The afternoon work was done. I knew I wasn’t riding well due to my support crew of G Man, Revs and The Mayor of Neva Rite not hanging around much afterwards. I sat on my own trying to work it out but there was nothing else for it but to try to stick to my plan of staying smooth during the night show and letting the races develop.

The build up to the race is great and the Orleans Arena holds a great atmosphere. With AMA Supercross in town the same weekend the stars of that sport were out in force to watch the endurocross action so it was time for us all to deliver the show.

I was in heat two and as usual I had Taddy B in my heat race. Great! The start was outside the arena so we left the gate then turned into a fast 90 degree left hander before entering the main arena. I pinned it out of the start and hooked a left to follow the fast guys into the first log section. The heat – like every other race I have done indoors – turns into a blur as there are no prisoners taken. Every position is vital for gate position in the semis so even if you aren’t going to win the heat the battle is on until the flag drops. I found myself riding around instead of racing the track but a few bar bashing moments and a crash started to wake me up a bit – I even took out Taddy on the last lap.

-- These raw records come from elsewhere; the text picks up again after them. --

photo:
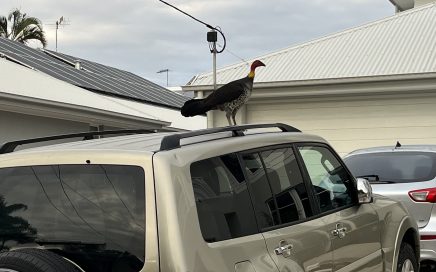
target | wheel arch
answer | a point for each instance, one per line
(408, 233)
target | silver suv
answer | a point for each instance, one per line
(407, 174)
(233, 199)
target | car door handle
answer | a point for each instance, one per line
(340, 231)
(284, 249)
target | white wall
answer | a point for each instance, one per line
(15, 126)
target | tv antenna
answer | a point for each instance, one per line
(164, 71)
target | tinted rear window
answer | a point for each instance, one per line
(93, 214)
(393, 166)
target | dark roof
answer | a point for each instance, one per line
(92, 76)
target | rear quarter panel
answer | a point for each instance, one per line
(394, 222)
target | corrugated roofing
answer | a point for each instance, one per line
(401, 44)
(94, 77)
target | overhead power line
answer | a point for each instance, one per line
(201, 22)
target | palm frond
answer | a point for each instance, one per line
(26, 28)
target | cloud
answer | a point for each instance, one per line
(146, 36)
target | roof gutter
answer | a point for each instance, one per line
(59, 110)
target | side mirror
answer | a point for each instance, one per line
(364, 191)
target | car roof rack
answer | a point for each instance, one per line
(9, 147)
(173, 141)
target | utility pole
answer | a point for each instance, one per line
(164, 71)
(212, 38)
(58, 22)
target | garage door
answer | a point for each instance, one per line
(353, 123)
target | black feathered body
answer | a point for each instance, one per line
(228, 98)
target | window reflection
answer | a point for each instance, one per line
(87, 210)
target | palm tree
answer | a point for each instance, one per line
(22, 28)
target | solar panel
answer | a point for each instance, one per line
(94, 76)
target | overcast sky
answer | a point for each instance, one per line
(145, 36)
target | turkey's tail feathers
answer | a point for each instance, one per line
(194, 107)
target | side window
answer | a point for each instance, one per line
(223, 203)
(277, 188)
(332, 185)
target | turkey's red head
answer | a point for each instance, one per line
(256, 64)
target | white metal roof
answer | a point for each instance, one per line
(401, 44)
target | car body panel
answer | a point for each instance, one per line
(360, 248)
(424, 213)
(174, 242)
(311, 246)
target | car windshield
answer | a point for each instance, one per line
(92, 214)
(393, 167)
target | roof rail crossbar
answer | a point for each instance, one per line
(9, 147)
(173, 141)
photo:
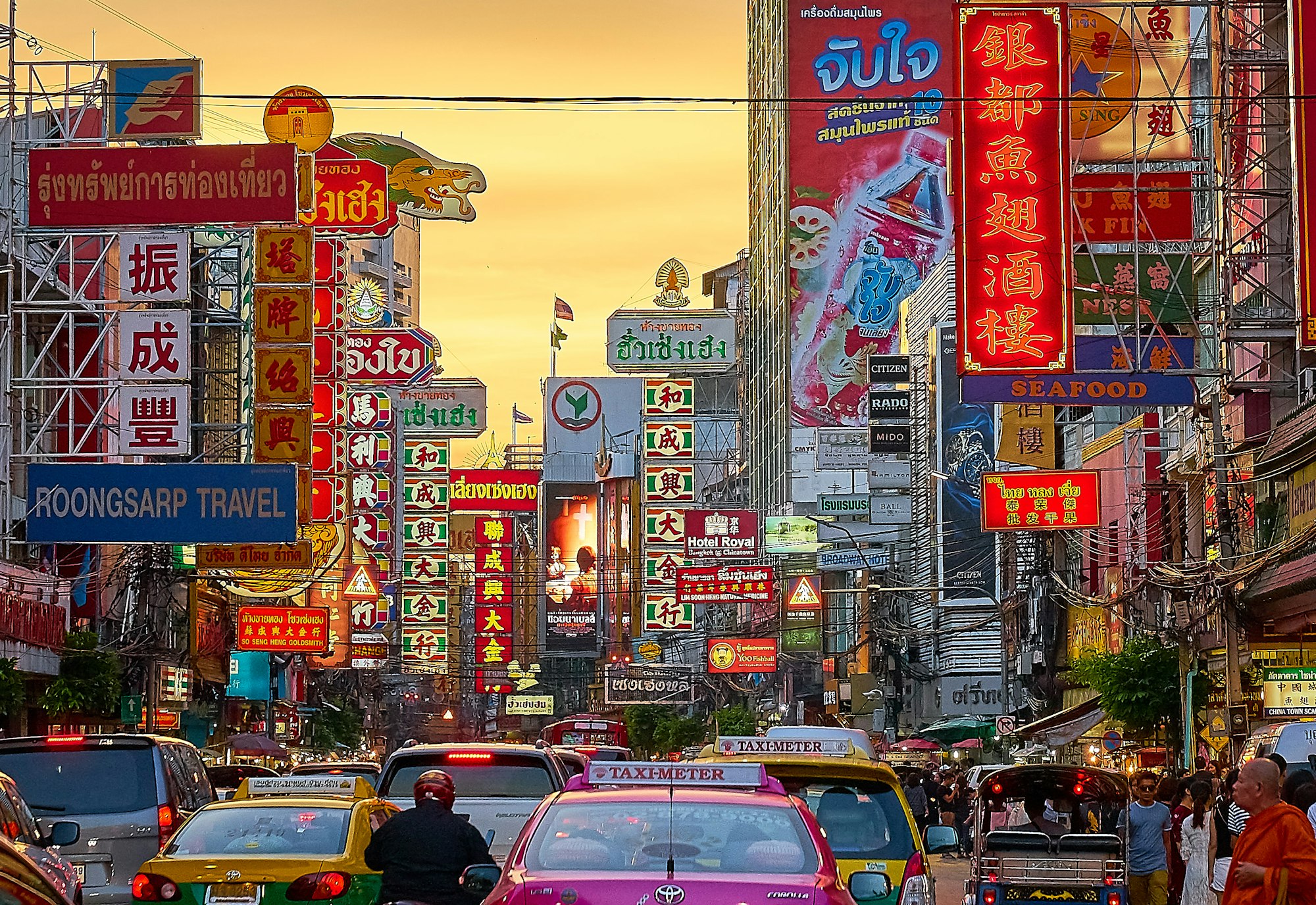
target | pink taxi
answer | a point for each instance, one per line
(669, 833)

The event runs at a great pace and there’s no time to relax once things get going. I had to get loosened up and ready for my semi final. I was aiming for a top finish in my semi to try to qualify through to the final and my X Games dream. My pace was way off so it was time to pull the finger out and try to make the bike work harder in its strong areas while just pushing as hard as possible on the sections of track where I lacked confidence to go for it.

For the semi final the only two European riders in the pro class – that’s me and Taddy – sat side by side on the inside two gates. He didn’t say anything about my take out in the heat race but he had more issues to worry about than that as he was way off from his usual level of dominance. I was pumped to get the inside gate as it meant I’d be well away from the carnage on the outside of the turn. The gate dropped and Taddy cut me off pretty hard but I still came out of the first turn only a couple of bike lengths behind.

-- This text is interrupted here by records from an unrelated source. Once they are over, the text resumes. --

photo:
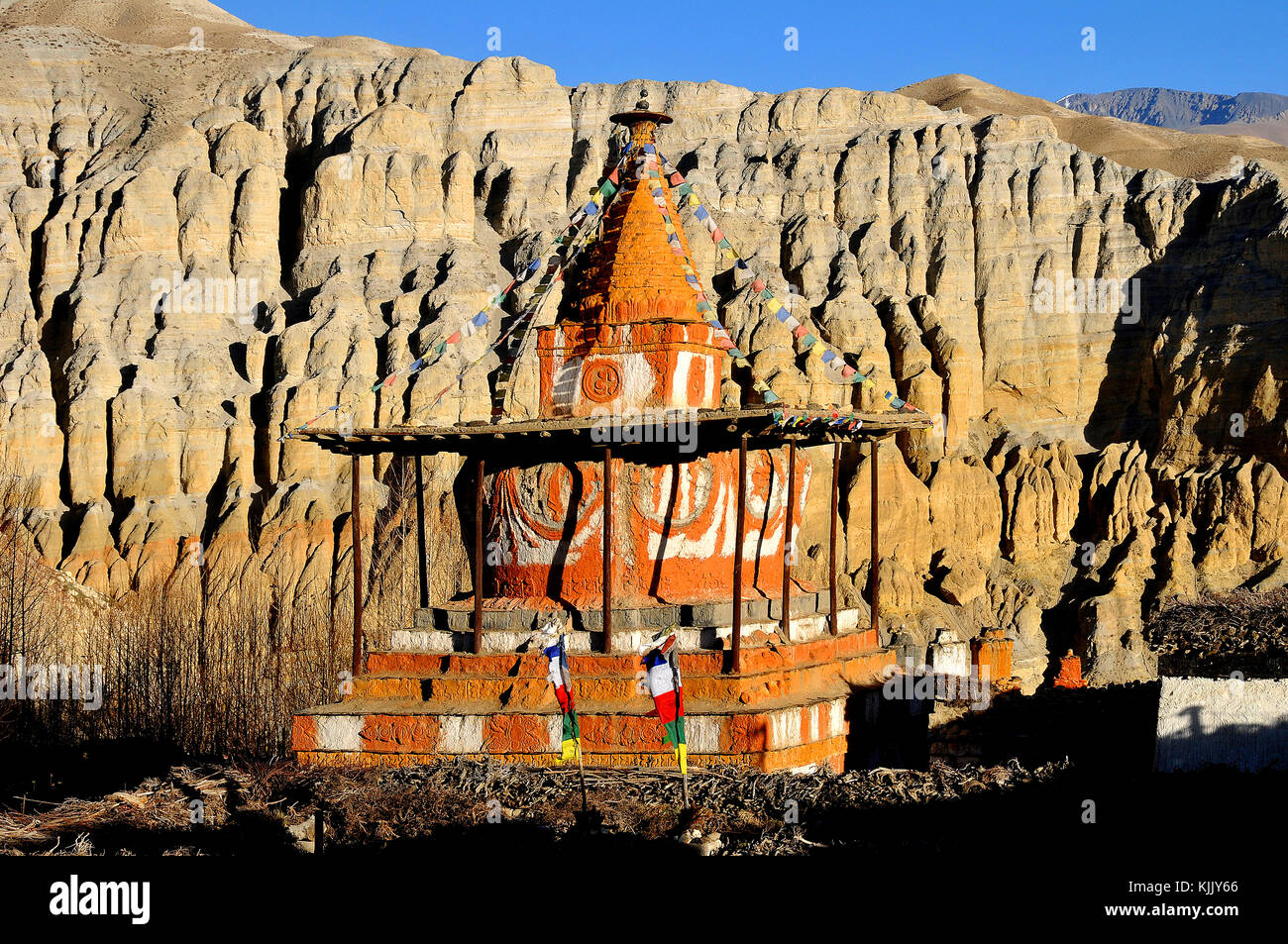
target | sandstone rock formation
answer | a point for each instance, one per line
(204, 248)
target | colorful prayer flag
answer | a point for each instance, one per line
(668, 690)
(562, 682)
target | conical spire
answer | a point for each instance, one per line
(632, 273)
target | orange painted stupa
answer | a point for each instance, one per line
(630, 343)
(617, 548)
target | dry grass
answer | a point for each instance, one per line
(266, 807)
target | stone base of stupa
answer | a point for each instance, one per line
(428, 698)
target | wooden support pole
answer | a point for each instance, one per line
(789, 548)
(738, 531)
(608, 550)
(421, 569)
(832, 618)
(480, 468)
(356, 523)
(875, 567)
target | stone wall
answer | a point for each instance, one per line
(366, 196)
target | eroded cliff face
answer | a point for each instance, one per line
(360, 198)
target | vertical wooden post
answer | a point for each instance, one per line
(608, 549)
(421, 570)
(738, 531)
(832, 618)
(478, 554)
(356, 523)
(875, 567)
(789, 548)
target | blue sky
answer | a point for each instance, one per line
(1034, 48)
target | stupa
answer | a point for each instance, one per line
(579, 518)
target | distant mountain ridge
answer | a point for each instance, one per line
(1249, 112)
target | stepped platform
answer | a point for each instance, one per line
(426, 698)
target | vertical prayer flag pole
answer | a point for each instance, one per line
(561, 679)
(668, 690)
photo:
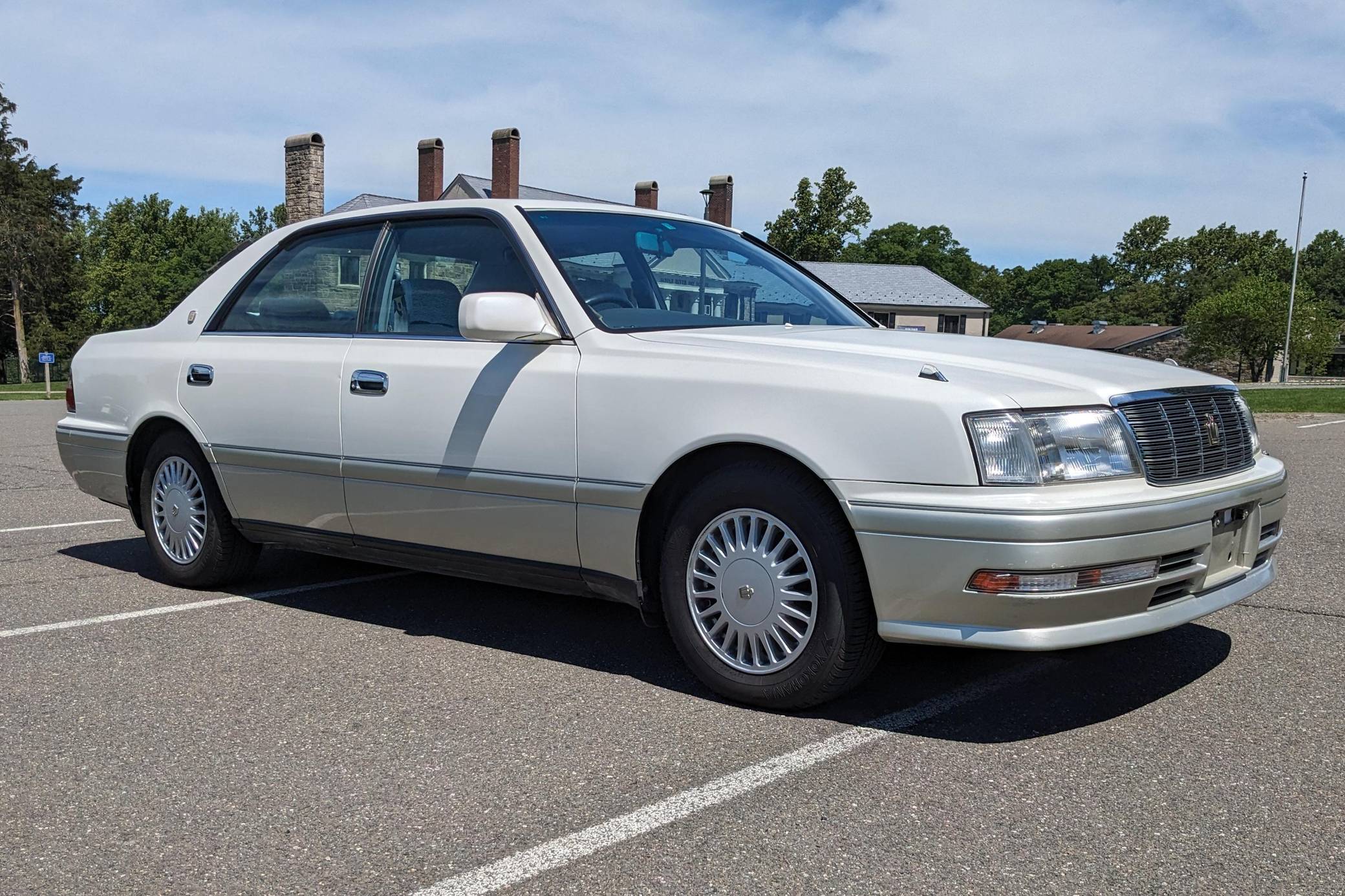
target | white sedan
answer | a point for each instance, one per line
(665, 412)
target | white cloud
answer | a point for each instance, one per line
(1036, 128)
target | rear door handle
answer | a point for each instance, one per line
(369, 383)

The battles began again but this time things were different – I had loosened up a bit and everything was starting to flow and the track seemed totally different now. I stayed feet up through the matrix and was finding everything much easier. On the second lap I pumped into and over the fast log double. The bike bottomed and protested but the time difference and energy saving was unreal. I was at last racing again and it felt good.

Battling with Aussie ace Josh Strang was cool and we were running a similar pace now. I was in seventh place but I needed top five. Strang crashed in the downhill rock section and I made the pass for sixth – if things kept going like this I could hopefully sneak a top five.

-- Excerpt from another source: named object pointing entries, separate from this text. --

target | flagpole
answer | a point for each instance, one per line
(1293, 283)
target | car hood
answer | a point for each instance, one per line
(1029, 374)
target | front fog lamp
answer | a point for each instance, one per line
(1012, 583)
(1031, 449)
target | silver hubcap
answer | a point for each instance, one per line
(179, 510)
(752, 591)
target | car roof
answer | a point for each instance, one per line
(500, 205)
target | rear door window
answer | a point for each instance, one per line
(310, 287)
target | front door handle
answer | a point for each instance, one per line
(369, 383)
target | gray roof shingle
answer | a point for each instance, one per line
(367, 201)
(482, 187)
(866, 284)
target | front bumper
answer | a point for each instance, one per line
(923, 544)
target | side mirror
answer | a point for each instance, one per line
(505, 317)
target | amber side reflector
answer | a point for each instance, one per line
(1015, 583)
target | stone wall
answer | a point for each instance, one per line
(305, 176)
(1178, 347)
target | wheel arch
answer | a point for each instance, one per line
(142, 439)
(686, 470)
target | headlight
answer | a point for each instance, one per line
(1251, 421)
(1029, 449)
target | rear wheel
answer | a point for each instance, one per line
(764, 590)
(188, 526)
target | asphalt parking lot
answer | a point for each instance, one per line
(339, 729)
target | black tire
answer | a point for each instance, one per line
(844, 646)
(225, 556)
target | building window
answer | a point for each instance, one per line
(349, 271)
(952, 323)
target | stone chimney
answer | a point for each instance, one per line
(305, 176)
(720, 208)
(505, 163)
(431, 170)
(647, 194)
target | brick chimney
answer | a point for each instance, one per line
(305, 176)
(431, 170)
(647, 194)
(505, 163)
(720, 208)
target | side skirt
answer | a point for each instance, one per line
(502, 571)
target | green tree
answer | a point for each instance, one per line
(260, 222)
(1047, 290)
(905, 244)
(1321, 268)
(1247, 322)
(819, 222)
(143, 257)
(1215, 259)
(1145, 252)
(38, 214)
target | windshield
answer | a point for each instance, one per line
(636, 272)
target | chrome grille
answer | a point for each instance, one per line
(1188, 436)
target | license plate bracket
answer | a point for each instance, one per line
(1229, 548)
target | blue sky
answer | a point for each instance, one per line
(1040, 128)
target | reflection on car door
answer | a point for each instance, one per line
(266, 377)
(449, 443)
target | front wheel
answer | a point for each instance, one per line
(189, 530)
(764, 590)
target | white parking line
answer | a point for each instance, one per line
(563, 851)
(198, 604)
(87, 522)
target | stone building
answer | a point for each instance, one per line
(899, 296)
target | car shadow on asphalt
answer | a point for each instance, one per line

Going into the final lap I wanted to hit both log doubles on the fast straight so I pre-loaded into the first log to get the extra height I needed. What happened next is a bit of a blur…

The bike bottomed hard and as soon as I took off I started on my merry way over the handlebars. My front wheel nosedived into the second log and my head slammed the dirt while my feet carried on over – still tangled with the bike. I think my heels must have hit the back of my helmet as the last thing I remember before the lights went out was a crunching sound coming from my neck and one last thought – no X Games for me!

I came round to the faces of the track crew who were peering into my goggles and asking if I was okay. I was winded badly but I was more concerned to see if my hands and feet would move. They did so I got my ass up and off the track so they could get on with the show. That was the worst crash of my many years riding but I had kind of gotten away with it.

My dream was over and all the work towards it seemed like a waste of time – or it did at the time. It’s not of course and although the X Games will happen without this Ulsterman I took the chance to go and better myself instead of taking the easy option. It’s what we do here at DBR – we take it to the world loud and proud (that explains the moustache then – AS) and give it 100 per cent!